Entre todos los narradores profanos, el más cercano a Las Mil y una noches es Giovanni Boccaccio con su Decameron. Florentino como Dante, hijo ilegítimo, llega a conseguir del Papa las dispensas necesarias para poder acceder a las órdenes mayores. En el marco de la peste negra que a mediados del siglo XIV devastó Europa, siendo la muerte el mejor calidoscopio para intuir el sentido de la vida y de la eternidad,

Boccaccio reduce las matemáticas árabes de mil y una noches a sólo diez días y diez participantes: siete muchachos y tres muchachas reunidos en un locus amoenus de Paraíso terrenal. Cada uno tiene que narrar un cuento cada día, hasta completar el ciento del Decamerón. Prescindiendo de la exuberancia repetitiva oriental, crea una de las obras más brillantes de la literatura universal.

Sus cuentos bizantinos, franceses italianos y españoles, sarcásticos satíricos eróticos, procaces a veces, a pesar del tono burlesco no carecen de una intención moralizante. Catapultado de la ambigua timidez del Dante, Boccaccio, ya abiertamente anticlerical, nos cuenta que Fray Alberto se conquista a una ingenua señora haciéndole creer que es al arcángel Gabriel. El pícaro Fray Cebollas tiene la obscena obsesión de “meter al diablo en el infierno”. El judío Abraham va a Roma, y viendo la maldad de los clérigos, se hace cristiano.

En su viaje a Roma, Boccaccio, escandalizado de la poca virtud de los clérigos, de los que él mismo es uno, condena la avaricia fraude gula envidia y soberbia que observa.

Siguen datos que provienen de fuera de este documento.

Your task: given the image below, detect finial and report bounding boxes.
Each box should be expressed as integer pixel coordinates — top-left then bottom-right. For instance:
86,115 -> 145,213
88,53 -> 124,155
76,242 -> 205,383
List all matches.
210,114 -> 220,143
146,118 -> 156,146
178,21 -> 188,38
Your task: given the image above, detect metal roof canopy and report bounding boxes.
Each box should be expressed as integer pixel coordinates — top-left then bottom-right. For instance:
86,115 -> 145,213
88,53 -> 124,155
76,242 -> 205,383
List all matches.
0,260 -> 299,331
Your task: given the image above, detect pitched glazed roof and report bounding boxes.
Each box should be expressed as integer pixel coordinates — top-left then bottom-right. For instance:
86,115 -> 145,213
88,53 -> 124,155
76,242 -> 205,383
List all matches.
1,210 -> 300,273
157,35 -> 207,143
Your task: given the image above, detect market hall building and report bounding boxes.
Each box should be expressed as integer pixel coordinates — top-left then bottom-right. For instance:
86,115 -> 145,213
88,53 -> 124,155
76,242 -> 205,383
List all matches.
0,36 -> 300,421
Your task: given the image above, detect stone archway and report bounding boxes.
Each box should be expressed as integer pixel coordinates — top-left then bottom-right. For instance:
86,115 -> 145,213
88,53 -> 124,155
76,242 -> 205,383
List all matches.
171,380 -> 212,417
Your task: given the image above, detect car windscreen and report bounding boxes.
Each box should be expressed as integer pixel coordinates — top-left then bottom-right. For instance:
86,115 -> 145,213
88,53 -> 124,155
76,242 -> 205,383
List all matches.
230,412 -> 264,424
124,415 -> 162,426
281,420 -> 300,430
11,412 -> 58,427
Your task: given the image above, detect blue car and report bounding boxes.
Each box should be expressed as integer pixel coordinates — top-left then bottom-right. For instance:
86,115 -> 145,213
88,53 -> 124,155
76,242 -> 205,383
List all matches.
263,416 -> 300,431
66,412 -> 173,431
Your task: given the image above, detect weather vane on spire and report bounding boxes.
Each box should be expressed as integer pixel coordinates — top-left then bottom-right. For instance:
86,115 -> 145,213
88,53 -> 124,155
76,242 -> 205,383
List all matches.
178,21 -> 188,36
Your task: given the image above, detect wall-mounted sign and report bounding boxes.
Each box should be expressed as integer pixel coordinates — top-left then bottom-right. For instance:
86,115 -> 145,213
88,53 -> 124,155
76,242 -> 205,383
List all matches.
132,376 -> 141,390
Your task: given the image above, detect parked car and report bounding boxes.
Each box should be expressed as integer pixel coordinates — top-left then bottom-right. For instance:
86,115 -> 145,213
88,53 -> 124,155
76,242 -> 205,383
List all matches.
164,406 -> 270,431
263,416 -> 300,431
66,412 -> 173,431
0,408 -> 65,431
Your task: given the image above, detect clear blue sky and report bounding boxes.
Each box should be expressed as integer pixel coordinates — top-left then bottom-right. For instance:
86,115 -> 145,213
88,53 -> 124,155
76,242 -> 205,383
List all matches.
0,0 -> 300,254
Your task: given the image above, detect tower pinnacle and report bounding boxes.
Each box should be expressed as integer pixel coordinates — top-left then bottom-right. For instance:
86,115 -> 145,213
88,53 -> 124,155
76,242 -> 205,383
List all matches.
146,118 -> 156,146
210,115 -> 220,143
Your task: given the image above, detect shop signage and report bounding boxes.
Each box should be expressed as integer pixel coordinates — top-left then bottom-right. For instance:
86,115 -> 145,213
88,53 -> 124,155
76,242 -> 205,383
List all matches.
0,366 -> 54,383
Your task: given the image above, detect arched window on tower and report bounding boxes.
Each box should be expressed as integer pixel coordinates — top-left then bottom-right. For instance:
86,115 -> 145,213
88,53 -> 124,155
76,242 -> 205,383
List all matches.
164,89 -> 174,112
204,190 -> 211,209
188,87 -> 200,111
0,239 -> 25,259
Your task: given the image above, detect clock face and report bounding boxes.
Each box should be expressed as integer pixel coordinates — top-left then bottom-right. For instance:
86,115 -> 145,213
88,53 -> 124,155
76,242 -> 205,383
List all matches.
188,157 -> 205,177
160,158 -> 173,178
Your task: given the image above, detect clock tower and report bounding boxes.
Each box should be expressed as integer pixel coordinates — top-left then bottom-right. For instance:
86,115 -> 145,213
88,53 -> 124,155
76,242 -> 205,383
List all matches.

Y asegura que aquello es más una fragua de operaciones diabólicas que divinas. Enviado como embajador de Florencia ante el Papa de Aviñón para mediar entre güelfos y gibelinos, arremete contra las riquezas de Cluny, a cuyos monjes acusa de libertinos y sodomitas. Ironiza que el cuerpo del niño mártir romano, San Pancracio sea venerado como reliquia verdadera en treinta diferentes iglesias de Italia.

La antorcha boccacciana, disipadora de tinieblas medievales, sigue de mano en mano, hasta Ítalo Calvino y Umberto Eco.